From the outside, Moore said, the optics resemble the foil-wrapped silver barrel of the Hubble Space Telescope. The telescopes have a 94-inch primary mirror - the same size as Hubble's - but its dimensions would allow instruments to see a broader swath of the sky at high resolution than NASA's famous observatory.

"It's about half the length of Hubble, so the mirror is polished much deeper," Moore said. "It looks much more like a bowl than a shallow dish. It's also a much lighter system. The state of the art moving forward has really made this a great piece of equipment."

Moore said the equipment is stored in Rochester, N.Y., at ITT Exelis, the telescope's manufacturer. Some of the components may need assembly.

NASA asked scientists to evaluate the optical telescope's suitability for the WFIRST mission, and the experts concluded the it was a good fit and would enable even better imaging than originally conceived for the next-generation observatory.

The $1.6 billion WFIRST mission was identified as the top priority for the next decade by astrophysicists in 2010, but NASA has not received enough funding to start development of the observatory, which aims to survey the cosmos to create a census of alien planets, study dark energy and chart the evolution of galaxies in the early universe.

Much of NASA's budget for astronomy and astrophysics is tied up in the James Webb Space Telescope, an over-budget $8.8 billion mission now scheduled for launch in October 2018. Until JWST's soaring development costs are behind it, NASA will not be able to start significant work on another large astrophysics mission.

Moore said it would cost "along the lines of" $250 million to build the optics for a mission of the class of WFIRST.

"There's still a lot of investment work and coordination that's required," Moore said. "On the upside, typically the longest and most difficult element in our program planning of our large telescopes has always been the optical system. And in this case, we simply don't have to spend any money on that."

The acquisition of the spy hardware will reduce the cost and development time of WFIRST, but it does not solve NASA's budget conundrum.

If NASA gets the funding it expects over the coming decade, the earliest plausible time WFIRST could be on the launch pad is 2024, according to Paul Hertz, director of NASA's astrophysics division.

NASA still needs a budget to design and build science instruments and a spacecraft to support the telescope, along with a launch vehicle to send it to an operating post in space.

The best-case scenario is a launch in 2019 or 2020, but that assumes "money is no object," Hertz said. "We have no reason to believe that will happen."

But Spergel said the availability of a qualified telescope makes the mission more likely to proceed into development and launch.

"Some of the things WFIRST is going to do are tricky, but I would say I'm optimistic at this point," said Alan Dressler, an astrophysicist at the Carnegie Institution of Washington who also reviewed the compatibility of the NRO spy telescope and WFIRST.

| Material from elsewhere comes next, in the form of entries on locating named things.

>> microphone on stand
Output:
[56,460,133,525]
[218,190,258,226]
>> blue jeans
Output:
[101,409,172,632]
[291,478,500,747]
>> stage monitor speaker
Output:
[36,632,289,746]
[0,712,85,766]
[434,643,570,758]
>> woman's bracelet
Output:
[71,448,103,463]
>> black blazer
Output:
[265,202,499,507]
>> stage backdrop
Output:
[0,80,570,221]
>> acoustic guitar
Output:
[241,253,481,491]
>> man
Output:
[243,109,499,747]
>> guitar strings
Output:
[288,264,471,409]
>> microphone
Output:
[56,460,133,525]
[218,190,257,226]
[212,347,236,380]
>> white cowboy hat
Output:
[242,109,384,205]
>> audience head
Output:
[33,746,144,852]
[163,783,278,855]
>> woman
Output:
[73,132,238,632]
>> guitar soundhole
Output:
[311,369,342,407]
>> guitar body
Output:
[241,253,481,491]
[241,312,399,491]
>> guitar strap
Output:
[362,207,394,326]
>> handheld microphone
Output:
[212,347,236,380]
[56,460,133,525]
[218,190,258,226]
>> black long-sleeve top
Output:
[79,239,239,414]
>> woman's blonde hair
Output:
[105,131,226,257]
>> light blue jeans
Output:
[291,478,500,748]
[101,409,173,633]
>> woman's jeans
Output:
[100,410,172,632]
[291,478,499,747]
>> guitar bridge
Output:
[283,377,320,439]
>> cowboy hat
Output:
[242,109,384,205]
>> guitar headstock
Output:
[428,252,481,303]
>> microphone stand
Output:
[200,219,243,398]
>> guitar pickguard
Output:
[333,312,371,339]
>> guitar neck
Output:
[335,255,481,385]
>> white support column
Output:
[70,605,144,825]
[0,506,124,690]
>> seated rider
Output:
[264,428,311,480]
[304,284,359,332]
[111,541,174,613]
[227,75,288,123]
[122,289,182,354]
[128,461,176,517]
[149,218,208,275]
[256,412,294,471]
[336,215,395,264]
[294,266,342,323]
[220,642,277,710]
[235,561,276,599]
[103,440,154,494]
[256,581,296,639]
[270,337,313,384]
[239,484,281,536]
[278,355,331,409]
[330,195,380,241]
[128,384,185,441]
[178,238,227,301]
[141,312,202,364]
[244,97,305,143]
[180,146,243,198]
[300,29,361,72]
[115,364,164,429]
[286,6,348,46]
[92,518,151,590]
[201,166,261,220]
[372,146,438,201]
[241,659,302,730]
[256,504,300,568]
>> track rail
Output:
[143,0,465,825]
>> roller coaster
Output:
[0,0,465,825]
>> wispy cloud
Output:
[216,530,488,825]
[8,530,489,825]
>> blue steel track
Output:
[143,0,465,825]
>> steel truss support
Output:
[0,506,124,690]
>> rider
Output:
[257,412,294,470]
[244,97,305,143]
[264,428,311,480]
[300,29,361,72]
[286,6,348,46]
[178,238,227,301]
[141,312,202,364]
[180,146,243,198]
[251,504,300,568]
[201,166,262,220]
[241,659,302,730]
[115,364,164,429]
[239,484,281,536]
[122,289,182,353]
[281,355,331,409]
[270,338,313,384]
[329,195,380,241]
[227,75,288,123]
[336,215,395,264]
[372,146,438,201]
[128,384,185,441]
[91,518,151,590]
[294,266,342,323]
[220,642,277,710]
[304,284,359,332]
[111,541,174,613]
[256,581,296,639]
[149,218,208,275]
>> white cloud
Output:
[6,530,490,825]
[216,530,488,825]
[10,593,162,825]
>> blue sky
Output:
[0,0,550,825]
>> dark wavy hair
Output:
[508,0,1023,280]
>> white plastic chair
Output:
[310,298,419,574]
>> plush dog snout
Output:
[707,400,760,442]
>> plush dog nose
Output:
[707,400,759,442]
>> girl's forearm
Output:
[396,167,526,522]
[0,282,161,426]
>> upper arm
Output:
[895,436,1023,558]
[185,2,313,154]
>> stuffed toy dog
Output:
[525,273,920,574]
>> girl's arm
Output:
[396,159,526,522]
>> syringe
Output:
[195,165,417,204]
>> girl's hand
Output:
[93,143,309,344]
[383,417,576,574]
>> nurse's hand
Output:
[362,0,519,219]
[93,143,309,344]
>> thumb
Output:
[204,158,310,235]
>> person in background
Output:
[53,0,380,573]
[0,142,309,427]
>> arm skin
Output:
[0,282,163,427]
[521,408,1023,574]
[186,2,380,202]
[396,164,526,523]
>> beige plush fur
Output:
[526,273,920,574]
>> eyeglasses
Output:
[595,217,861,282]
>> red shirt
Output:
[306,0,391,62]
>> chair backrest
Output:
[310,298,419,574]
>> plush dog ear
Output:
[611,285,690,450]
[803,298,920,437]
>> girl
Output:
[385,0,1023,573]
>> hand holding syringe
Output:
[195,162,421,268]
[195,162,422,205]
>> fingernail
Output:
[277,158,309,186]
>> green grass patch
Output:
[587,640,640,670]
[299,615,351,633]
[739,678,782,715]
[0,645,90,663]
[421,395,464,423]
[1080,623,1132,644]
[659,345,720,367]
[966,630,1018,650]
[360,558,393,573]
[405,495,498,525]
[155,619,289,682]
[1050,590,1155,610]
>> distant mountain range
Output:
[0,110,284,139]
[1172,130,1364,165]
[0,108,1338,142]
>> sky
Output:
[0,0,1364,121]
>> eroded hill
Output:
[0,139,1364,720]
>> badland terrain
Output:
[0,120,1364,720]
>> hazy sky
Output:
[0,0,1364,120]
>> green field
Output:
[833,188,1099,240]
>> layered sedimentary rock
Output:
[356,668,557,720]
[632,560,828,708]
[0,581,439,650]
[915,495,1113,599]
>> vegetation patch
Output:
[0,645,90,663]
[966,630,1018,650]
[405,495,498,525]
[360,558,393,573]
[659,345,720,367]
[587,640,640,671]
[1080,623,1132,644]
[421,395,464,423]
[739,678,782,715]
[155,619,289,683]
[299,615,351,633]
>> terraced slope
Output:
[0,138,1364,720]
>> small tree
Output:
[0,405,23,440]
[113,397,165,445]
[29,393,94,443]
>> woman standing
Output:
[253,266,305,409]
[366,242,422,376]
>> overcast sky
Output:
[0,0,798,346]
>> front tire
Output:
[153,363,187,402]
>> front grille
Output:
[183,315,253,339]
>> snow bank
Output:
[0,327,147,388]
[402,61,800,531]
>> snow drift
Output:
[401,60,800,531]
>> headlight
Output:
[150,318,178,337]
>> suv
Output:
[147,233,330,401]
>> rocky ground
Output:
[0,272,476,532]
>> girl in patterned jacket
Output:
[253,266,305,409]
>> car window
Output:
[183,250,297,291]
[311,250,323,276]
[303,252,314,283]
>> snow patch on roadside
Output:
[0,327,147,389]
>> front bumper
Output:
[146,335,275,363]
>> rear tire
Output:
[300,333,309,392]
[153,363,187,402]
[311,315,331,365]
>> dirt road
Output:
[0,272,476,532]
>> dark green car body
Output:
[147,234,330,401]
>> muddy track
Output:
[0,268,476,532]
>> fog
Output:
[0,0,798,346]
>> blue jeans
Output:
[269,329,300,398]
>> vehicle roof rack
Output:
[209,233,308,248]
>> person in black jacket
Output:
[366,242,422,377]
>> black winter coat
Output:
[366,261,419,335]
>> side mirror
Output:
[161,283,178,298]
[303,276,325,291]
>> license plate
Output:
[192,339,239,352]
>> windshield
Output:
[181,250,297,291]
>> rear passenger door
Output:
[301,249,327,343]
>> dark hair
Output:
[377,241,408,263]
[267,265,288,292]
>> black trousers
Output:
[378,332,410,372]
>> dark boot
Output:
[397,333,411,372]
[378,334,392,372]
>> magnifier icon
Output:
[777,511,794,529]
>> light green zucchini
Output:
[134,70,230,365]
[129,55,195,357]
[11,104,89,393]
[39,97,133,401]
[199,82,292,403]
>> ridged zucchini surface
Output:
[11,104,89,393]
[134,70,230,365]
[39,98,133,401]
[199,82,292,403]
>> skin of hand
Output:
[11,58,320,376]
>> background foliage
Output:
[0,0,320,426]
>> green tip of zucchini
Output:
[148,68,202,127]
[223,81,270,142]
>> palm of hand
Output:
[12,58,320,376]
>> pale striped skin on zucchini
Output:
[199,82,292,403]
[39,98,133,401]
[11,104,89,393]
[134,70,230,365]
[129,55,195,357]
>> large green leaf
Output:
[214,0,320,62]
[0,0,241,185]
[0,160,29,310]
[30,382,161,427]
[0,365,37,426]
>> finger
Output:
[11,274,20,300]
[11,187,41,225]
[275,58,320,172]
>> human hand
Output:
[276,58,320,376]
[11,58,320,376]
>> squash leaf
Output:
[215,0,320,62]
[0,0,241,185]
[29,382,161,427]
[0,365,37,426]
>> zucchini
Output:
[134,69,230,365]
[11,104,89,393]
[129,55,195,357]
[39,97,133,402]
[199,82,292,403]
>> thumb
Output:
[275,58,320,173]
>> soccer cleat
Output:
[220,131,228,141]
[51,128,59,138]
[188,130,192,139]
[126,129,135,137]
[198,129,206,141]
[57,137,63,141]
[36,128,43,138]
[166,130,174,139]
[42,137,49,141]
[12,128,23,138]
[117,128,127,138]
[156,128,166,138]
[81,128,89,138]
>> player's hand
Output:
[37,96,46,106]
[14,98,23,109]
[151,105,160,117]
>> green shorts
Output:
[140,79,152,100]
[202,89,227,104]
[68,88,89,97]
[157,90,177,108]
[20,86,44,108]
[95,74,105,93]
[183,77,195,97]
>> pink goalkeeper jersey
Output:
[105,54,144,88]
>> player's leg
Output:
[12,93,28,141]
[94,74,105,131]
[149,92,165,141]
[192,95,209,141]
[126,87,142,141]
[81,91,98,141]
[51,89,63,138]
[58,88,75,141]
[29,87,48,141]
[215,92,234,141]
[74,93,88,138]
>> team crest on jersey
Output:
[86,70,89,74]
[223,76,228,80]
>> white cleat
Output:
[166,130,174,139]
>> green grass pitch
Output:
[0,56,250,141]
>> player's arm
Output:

Scientists envisioned a 59-inch mirror on WFIRST. The primary mirror was sized to simplify development and construction of the mission's telescope section, reducing the project's overall cost.

But the 94-inch aperture on the NRO optical system will permit Hubble-class resolution over a wide field-of-view - imaging a swath of the sky 100 times larger than Hubble can see in a single exposure.

"The bigger aperture size gives you sharper images of galaxies and stars," Spergel said.

Not only would WFIRST's observations answer key questions about the expansion of the universe, dark energy and surveys for exoplanets, it might also find interesting targets for follow-up by JWST, which has a primary mirror nearly three times larger than Hubble and the spy telescope acquired from the NRO, according to Hertz.

Until NASA has money to do something with the NRO telescopes, it will cost the space agency up to $100,000 per year to maintain the sensitive hardware in a clean room.

"The two telescopes are identical, and we received them as a package deal from the NRO," Hertz said. "We don't, at this point in time, ever anticipate being rich enough to use both of them, but it sure would be fun to think about, wouldn't it?"